Was motiviert Menschen dazu, jedes Wochenende die Taschen und Ausweise der Freiburger*innen zu kontrollieren? Wie lösen sie Konfliktsituationen? Und haben sie manchmal auch Angst?

„Man muss auch ab und zu mal laut werden“

Harte Schale, weicher Kern: Andy Fischer ist Türsteher und Head of Security einer Freiburger Sicherheitsfirma. Er entscheidet, wer in den Club kommt und wer nicht. uniCROSS hat ihn einen Abend vor der Clubtür begleitet.

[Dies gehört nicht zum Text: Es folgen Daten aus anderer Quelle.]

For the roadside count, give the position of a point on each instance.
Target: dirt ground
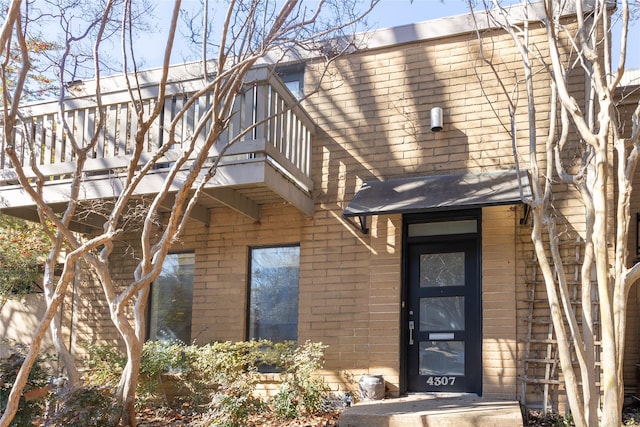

„Ich habe immer Plateauschuhe angezogen“

Breit, tätowiert, unfreundlich – nicht jeder, der die Clubtür bewacht, muss diesem Bild entsprechen. Die 25-jährige Studentin Loye ist seit einem halben Jahr Türsteherin im Freiburger Nachtclub ArTik. Auf was sie bei Gästen achtet, wie sie mit Konflikten umgeht, und warum es mehr weibliche Türsteherinnen geben sollte, hat sie uns erzählt.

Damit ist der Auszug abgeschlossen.